Tasmanian Gothic

a selection of strange and beautiful paintings from Tasmania

Other Tasmanian Gothic sites

Art and the Environment

These pictures depict a world where all may not be what it seems. Is it a Rainforest Theme Park where eco-tourists come to gape at the Last Tree, supported by complex technologies to keep it alive, surrounded by Faithful Recreations of a Real Forest Environment? Is it a world where nature has triumphed, growing over and obscuring the works of man? Or is it something else altogether?

If there is passing similarity between my work and that of some Surrealists, it is not that they have influenced me; rather, we share the same influences - the meticulous and eerie paintings of late mediaeval and Renaissance painters such as Rogier van der Weyden, Dürer, Bosch, Altdorfer, Elsheimer and Filippo Lippi, and later painters like Poussin, Breughel and Rubens.

My pictures are multi-layered and deliberately ambiguous re-presentations of the world, executed in an illustrative style to avoid distracting the audience with layers of cultural history and artistic mystification. There is no "correct" interpretation; whatever meaning you discover will be right and valid.
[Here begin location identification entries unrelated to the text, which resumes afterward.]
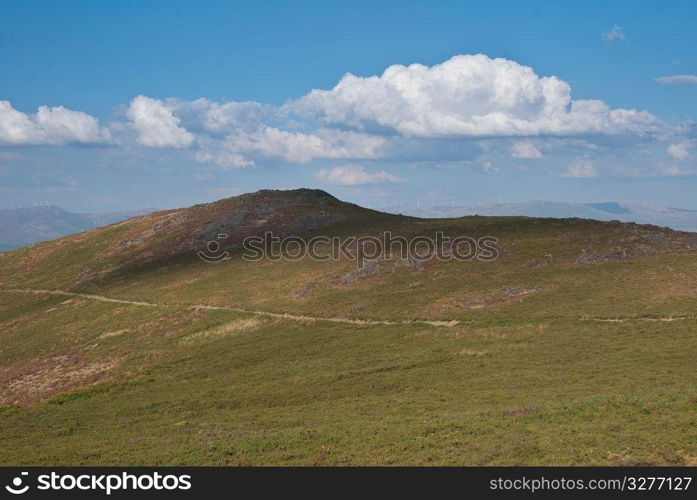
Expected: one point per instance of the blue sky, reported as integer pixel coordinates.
(121, 105)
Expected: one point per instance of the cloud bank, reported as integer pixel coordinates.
(52, 126)
(467, 96)
(355, 175)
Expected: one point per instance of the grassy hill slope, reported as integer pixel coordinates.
(576, 346)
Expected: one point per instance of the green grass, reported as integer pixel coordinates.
(518, 382)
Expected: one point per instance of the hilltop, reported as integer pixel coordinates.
(120, 345)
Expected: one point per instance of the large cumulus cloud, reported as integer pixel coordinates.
(467, 96)
(49, 126)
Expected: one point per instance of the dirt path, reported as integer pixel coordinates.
(293, 317)
(624, 320)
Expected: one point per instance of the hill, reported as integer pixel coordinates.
(575, 346)
(642, 213)
(24, 226)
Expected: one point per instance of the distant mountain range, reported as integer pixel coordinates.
(675, 218)
(24, 226)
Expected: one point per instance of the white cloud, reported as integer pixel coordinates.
(580, 169)
(488, 167)
(299, 147)
(680, 151)
(467, 96)
(49, 126)
(614, 35)
(525, 151)
(156, 124)
(355, 175)
(676, 80)
(223, 159)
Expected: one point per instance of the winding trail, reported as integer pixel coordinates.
(257, 312)
(305, 317)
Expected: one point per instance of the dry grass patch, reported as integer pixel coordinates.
(232, 328)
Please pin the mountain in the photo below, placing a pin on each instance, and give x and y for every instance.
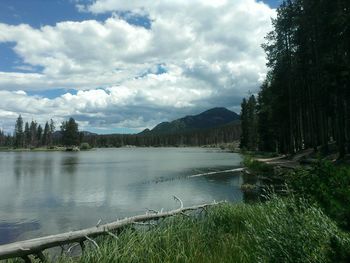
(208, 119)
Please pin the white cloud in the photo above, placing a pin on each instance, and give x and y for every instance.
(210, 49)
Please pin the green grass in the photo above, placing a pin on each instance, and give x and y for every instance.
(279, 230)
(328, 185)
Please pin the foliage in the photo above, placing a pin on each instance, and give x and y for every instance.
(70, 132)
(257, 167)
(249, 124)
(85, 146)
(305, 100)
(280, 230)
(328, 185)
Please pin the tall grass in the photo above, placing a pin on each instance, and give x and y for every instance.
(279, 230)
(328, 185)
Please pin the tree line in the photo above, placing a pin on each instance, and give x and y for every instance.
(305, 100)
(213, 136)
(33, 135)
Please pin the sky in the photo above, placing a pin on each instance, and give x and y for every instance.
(122, 66)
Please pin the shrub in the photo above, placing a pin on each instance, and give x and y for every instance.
(328, 185)
(85, 146)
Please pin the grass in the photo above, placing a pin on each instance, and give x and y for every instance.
(279, 230)
(328, 185)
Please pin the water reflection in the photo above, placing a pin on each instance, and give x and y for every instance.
(46, 193)
(69, 163)
(11, 231)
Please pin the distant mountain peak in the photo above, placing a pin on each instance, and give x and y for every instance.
(211, 118)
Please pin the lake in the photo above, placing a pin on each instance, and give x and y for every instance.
(45, 193)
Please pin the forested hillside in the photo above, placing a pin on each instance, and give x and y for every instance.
(305, 99)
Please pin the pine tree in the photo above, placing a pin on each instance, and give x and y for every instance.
(70, 132)
(19, 135)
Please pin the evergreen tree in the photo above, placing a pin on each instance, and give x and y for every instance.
(70, 132)
(33, 133)
(46, 134)
(27, 135)
(39, 134)
(19, 135)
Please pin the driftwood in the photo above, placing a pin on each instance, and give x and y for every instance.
(35, 246)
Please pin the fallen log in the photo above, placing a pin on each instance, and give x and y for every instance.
(35, 246)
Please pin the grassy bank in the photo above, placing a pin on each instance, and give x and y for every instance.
(280, 230)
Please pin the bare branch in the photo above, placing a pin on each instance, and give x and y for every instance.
(32, 246)
(93, 242)
(179, 200)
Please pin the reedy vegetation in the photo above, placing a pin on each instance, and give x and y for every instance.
(280, 230)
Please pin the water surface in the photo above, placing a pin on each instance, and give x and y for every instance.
(45, 193)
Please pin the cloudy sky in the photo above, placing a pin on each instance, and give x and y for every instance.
(121, 66)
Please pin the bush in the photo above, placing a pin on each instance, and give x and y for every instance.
(279, 230)
(328, 185)
(85, 146)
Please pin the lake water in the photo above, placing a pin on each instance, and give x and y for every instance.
(45, 193)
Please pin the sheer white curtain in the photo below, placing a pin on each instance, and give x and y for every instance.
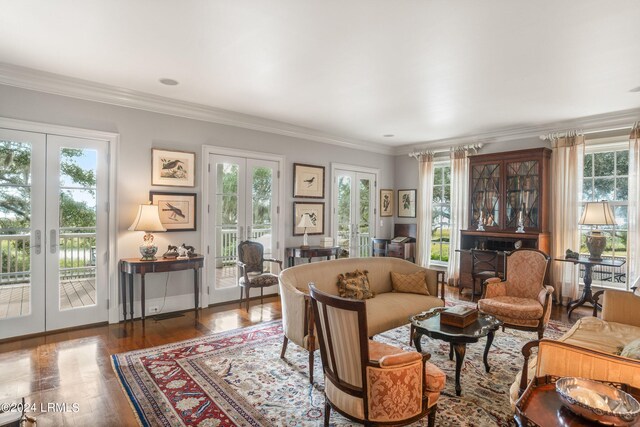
(633, 238)
(423, 212)
(567, 161)
(459, 209)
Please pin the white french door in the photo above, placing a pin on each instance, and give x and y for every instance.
(243, 200)
(354, 204)
(53, 232)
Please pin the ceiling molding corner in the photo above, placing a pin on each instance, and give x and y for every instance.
(598, 122)
(41, 81)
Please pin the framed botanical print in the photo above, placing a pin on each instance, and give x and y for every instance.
(316, 215)
(386, 203)
(173, 168)
(308, 181)
(177, 210)
(406, 203)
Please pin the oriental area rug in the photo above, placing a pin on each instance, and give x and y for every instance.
(237, 378)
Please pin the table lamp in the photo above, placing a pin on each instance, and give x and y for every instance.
(597, 213)
(305, 222)
(147, 220)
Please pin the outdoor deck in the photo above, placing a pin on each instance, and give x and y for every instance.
(14, 299)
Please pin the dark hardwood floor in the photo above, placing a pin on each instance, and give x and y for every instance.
(75, 366)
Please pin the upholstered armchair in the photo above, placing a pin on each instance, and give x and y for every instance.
(365, 380)
(521, 301)
(251, 268)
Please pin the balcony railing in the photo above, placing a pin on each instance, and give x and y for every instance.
(76, 251)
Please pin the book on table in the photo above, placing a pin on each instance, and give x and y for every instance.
(459, 316)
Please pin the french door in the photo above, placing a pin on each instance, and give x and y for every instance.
(243, 206)
(53, 232)
(354, 210)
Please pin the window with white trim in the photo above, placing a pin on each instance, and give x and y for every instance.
(441, 213)
(606, 177)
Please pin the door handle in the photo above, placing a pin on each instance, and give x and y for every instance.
(53, 243)
(37, 247)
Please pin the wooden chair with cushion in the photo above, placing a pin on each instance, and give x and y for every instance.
(521, 301)
(251, 265)
(368, 381)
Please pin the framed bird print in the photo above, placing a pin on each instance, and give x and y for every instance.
(308, 181)
(386, 203)
(173, 168)
(177, 210)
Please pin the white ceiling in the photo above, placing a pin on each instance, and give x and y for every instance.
(421, 70)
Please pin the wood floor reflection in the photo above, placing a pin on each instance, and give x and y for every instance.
(75, 366)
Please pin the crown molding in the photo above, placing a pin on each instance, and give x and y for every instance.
(597, 123)
(57, 84)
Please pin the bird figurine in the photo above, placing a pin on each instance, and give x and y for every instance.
(175, 212)
(310, 181)
(170, 164)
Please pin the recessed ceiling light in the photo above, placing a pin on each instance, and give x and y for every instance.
(169, 82)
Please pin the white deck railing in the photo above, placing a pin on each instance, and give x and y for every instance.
(76, 251)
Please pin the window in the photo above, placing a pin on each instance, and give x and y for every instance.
(441, 213)
(606, 177)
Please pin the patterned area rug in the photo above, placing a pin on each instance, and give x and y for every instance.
(238, 379)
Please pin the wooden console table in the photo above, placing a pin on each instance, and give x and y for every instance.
(313, 252)
(587, 295)
(131, 266)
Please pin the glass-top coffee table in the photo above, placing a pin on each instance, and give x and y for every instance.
(428, 323)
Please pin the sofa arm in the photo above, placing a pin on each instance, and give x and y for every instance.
(566, 360)
(494, 287)
(621, 307)
(435, 282)
(294, 314)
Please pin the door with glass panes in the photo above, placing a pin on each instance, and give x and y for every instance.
(53, 232)
(244, 194)
(353, 213)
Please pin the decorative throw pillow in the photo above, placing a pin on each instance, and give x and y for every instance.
(413, 283)
(632, 350)
(354, 285)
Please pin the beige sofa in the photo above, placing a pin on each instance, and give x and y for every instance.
(387, 310)
(588, 348)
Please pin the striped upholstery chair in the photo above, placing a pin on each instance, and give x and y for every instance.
(521, 300)
(368, 381)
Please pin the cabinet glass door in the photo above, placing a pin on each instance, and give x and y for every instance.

The images are frequently disquieting; perhaps a bit frightening, but always intriguing and, I hope, amusing.

About Elizabeth Barsham

I grew up in Lindisfarne, attending Lindisfarne State School and Rose Bay High School, then studied art in Melbourne under Wesley Penberthy and Ming Mackay. I have had paintings hung in the Blake Prize and other major exhibitions: they have won many awards and have been acquired by Monash University and by private collectors Australia wide, as well as in Canada, UK, New Zealand, Singapore, France, Germany and Japan. I exhibits regularly and work can frequently be seen in mixed exhibitions at CAST and the Long Gallery in Hobart. You can also see recent work on my main website, www.tasmanian-gothic.com

Several years ago I returned to my old family home in Lindisfarne, and I now teach drawing and painting at Adult Education, Eastern Shore.